2.2. Chemical Materials
Cell culture medium (Dulbecco's modified Eagle's medium, DMEM), fetal bovine serum (FBS), and antibiotics (penicillins/streptomycin) were purchased from Gibco BRL (Rockville, MD, USA). Primary anti-COX-2, anti-TNF-α, and anti-iNOS antibodies and horseradish peroxidase-conjugated secondary anti-rabbit antibody were the products of Santa Cruz Biotechnology (Santa Cruz, CA, USA). Antiactin antibody, MTT [3-(4,5-dimethylthiazol-2-yl)-2,5-diphenyl tetrazolium bromide], and other chemicals were obtained from Sigma-Aldrich (St. Louis, MO, USA). 2′7′-Dichlorofluroscein diacetate (DCF-DA) dye was supplied from Invitrogen Co. (Carlsbad, CA, USA).
2.3. Cell Culture and Treatment
Immortalized human keratinocytes, HaCaT cells were cultured in DMEM supplemented with 10% fetal bovine serum and antibiotic mixture (100 units/mL penicillin and 100 μg/mL streptomycin) and routinely maintained in a humidified atmosphere containing 5% CO2-95% air at 37°C. The culture medium was changed every other day, and cells were seeded at the appropriate density for further experiments. HaCaT cells were pretreated with ethylacetate fraction of SF ethanol extract (SFE-EtOAc) for 9 h and then exposed to UVB (280–320 nm, peak emission at 312 nm, 60 mJ/cm2) using a UVB irradiation equipment (BLX-E254, Vilber Lourmat, France). During the UVB exposure, cells were kept in a thin layer of phosphate-buffered saline (PBS), and then, PBS was replaced with culture medium containing 1% DMSO (vehicle control) or SFE-EtOAc.
2.4. Experimental Animals and Treatment
BALB/c mice (male, 6–8 weeks old) were purchased from DaeHan Biolink Co., Ltd. (Daegu, Korea). The animals were maintained in standard conditions (21–25°C temperature, 40–60% humidity, and 12 h light-12 h dark cycle) with free access to foods and water. Animals were housed and handled in accordance with the Institutional Animal Care and Use Guidelines of the Daegu Haany University and National Institute of Health. After shaving the dorsal side of the skin by a clipper, mice in the resting phase of the hair cycle were used in the following experiments. Vehicle (acetone-olive oil, 3 : 1) or SFE-EtOAc was topically applied to the back of each mouse, and after 30 min, mice were exposed to 200 mJ/cm2 UVB (BLX-E254) in a specially designed cage. The exact dosage of UVB was closely monitored by spectroradiometer (UVP, CA, USA).

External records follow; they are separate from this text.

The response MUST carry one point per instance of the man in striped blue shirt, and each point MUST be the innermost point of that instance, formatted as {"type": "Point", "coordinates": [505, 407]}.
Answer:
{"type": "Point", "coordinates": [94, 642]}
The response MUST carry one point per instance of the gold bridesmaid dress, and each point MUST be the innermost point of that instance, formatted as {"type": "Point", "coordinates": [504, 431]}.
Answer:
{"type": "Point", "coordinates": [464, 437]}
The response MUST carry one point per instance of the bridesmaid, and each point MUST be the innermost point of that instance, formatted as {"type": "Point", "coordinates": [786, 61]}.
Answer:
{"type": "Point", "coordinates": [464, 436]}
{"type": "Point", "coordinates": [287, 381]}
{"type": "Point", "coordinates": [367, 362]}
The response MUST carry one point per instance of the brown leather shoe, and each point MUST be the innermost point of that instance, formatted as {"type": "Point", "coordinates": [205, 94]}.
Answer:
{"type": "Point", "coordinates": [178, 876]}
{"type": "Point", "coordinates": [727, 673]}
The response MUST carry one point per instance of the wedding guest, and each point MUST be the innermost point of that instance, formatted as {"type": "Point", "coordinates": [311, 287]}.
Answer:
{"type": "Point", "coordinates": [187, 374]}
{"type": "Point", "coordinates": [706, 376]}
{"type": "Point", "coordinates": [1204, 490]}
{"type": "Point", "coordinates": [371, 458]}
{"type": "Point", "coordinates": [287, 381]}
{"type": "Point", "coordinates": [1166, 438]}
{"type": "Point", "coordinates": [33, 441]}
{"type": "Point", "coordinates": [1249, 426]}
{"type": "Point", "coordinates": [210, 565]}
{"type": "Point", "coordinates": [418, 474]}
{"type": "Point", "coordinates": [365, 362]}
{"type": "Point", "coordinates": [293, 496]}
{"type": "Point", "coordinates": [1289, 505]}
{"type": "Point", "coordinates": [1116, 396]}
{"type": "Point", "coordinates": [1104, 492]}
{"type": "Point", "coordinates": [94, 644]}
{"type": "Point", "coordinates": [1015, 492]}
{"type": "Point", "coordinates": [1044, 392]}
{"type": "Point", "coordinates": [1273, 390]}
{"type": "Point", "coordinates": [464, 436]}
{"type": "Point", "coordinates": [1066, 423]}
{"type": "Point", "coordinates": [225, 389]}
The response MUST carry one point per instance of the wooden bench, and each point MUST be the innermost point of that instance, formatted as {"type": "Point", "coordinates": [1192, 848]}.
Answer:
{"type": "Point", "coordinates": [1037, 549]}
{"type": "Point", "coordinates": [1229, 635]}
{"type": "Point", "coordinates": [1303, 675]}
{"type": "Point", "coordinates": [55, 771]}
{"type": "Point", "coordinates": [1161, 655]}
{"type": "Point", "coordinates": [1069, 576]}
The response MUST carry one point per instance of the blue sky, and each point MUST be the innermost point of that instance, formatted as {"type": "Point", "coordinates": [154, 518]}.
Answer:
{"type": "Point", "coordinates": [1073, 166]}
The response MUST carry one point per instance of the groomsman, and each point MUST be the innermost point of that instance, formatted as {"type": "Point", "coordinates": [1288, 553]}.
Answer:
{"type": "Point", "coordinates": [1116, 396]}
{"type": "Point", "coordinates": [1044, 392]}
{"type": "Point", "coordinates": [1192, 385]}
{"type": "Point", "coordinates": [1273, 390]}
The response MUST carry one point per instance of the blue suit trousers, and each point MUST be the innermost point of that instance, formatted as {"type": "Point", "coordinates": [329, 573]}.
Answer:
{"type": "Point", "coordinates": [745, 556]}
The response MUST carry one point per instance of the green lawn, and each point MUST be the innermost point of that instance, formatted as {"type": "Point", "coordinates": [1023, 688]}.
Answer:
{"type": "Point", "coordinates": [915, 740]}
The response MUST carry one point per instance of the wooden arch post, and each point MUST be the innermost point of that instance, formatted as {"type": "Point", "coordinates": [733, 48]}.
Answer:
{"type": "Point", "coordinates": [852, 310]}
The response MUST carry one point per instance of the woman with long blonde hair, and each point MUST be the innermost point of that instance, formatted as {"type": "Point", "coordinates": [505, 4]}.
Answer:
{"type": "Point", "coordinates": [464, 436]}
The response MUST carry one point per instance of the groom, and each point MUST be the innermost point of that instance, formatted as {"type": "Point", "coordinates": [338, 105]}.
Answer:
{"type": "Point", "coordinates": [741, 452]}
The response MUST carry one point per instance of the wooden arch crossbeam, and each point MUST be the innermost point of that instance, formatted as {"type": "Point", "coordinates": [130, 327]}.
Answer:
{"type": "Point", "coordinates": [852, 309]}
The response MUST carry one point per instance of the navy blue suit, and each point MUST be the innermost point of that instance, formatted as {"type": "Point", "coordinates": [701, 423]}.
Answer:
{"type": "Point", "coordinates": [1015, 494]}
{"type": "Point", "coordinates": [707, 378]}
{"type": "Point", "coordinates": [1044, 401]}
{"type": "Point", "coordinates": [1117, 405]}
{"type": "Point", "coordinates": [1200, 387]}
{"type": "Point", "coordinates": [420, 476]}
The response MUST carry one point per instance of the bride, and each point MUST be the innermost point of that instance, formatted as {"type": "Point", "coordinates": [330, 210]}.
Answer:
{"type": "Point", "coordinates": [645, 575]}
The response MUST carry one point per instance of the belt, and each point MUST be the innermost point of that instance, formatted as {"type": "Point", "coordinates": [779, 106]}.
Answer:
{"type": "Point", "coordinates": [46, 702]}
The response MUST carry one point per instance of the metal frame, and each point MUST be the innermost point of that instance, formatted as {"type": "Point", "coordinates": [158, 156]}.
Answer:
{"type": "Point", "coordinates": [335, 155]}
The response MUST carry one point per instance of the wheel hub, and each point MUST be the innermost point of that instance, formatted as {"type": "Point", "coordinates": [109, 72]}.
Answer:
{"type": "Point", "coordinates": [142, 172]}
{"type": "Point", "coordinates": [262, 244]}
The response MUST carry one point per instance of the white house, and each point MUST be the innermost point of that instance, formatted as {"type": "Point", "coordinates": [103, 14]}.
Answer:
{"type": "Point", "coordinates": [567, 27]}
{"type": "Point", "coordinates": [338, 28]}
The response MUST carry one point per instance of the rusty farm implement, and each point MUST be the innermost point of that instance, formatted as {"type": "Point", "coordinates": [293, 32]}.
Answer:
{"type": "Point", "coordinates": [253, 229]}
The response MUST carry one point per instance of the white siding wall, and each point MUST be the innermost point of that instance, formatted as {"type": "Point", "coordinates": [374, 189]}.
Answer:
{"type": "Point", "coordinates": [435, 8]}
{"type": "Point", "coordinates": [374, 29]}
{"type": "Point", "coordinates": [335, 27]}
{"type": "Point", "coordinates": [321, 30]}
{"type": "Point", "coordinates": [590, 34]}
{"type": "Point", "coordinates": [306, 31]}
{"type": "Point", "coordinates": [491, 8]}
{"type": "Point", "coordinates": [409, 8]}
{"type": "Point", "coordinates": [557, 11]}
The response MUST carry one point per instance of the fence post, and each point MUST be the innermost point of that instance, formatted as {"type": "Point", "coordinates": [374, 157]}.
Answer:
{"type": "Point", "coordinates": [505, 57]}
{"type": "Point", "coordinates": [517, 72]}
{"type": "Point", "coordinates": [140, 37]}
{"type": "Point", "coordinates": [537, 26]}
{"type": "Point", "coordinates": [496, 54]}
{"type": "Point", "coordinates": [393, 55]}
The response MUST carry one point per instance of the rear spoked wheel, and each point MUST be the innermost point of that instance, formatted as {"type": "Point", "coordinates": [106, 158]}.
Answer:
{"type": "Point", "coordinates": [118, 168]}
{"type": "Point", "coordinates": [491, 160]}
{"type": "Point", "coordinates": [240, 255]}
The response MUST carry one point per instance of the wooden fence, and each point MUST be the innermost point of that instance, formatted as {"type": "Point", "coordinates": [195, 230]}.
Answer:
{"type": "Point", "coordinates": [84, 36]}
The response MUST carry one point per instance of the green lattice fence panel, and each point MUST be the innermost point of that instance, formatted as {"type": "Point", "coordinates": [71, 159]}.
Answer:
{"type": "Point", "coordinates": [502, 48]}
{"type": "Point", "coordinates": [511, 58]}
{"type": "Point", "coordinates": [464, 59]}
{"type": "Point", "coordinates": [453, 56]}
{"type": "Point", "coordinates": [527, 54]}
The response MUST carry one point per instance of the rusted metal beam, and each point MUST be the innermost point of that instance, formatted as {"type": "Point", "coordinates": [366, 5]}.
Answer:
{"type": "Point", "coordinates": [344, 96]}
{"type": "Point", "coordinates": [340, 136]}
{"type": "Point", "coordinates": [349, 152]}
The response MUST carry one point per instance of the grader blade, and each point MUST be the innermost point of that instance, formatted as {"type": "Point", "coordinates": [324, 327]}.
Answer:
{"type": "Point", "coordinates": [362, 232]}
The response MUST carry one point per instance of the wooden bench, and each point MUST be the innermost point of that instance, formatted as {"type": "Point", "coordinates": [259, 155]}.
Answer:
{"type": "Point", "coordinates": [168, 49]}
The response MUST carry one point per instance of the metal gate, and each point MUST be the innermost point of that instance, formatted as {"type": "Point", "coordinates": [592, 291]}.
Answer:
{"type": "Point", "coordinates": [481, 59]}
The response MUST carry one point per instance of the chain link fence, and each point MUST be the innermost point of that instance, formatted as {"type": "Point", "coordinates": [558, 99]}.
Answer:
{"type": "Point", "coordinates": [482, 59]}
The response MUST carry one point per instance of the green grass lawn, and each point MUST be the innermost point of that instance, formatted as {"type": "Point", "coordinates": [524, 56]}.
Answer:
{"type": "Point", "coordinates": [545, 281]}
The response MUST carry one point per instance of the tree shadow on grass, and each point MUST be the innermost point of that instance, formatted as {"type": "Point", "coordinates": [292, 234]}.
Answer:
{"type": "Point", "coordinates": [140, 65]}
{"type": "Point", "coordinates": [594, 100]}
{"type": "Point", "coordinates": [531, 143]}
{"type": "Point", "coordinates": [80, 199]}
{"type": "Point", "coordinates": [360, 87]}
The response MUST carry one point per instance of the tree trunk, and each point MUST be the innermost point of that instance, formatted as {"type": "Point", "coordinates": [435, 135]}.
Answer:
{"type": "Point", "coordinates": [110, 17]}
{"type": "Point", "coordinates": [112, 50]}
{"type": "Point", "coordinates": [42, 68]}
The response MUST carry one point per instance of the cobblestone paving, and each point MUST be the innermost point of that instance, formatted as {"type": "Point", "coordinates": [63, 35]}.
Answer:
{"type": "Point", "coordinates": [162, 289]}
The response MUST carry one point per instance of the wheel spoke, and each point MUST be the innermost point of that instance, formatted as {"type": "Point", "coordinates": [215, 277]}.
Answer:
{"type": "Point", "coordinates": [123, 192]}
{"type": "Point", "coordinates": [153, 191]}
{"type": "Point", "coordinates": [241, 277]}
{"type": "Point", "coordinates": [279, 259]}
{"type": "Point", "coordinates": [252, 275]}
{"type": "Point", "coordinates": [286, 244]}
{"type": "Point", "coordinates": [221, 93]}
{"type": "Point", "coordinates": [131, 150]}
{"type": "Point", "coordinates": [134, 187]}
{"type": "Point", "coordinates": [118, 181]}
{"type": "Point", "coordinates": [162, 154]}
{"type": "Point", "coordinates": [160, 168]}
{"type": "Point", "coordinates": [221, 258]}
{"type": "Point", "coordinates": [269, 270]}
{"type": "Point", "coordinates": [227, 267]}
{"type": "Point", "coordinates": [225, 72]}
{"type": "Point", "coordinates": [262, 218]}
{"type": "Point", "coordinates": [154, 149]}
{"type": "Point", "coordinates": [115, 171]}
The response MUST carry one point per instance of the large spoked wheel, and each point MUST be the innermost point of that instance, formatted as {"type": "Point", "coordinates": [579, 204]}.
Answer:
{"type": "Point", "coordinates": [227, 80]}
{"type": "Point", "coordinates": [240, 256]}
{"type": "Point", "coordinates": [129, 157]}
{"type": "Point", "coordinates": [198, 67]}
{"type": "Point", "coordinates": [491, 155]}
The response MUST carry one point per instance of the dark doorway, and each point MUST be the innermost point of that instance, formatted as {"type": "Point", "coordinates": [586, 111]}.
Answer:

2.5. Cell Viability Assay (MTT Dye Reduction Assay)
To determine the safety and protective effect of SFE-EtOAc, cell viability was measured by MTT assay which is based on the mitochondrial enzyme-dependent reduction of MTT dye to purple formzan. After incubation of UVB-exposed HaCaT cells with or without SFE-EtOAc, MTT solution (5 mg/mL in PBS) was added to each well and additionally treated for 2 h. Finally, the medium was discarded and the formazan products were dissolved by DMSO. The optical density (OD) at 540 nm was measured by a microplate reader (Molecular Device, CA, USA). Cell viability was represented as % by calculating the relative OD ratio of each experimental group to the corresponding control. The mean OD of the control group was assigned as 100%.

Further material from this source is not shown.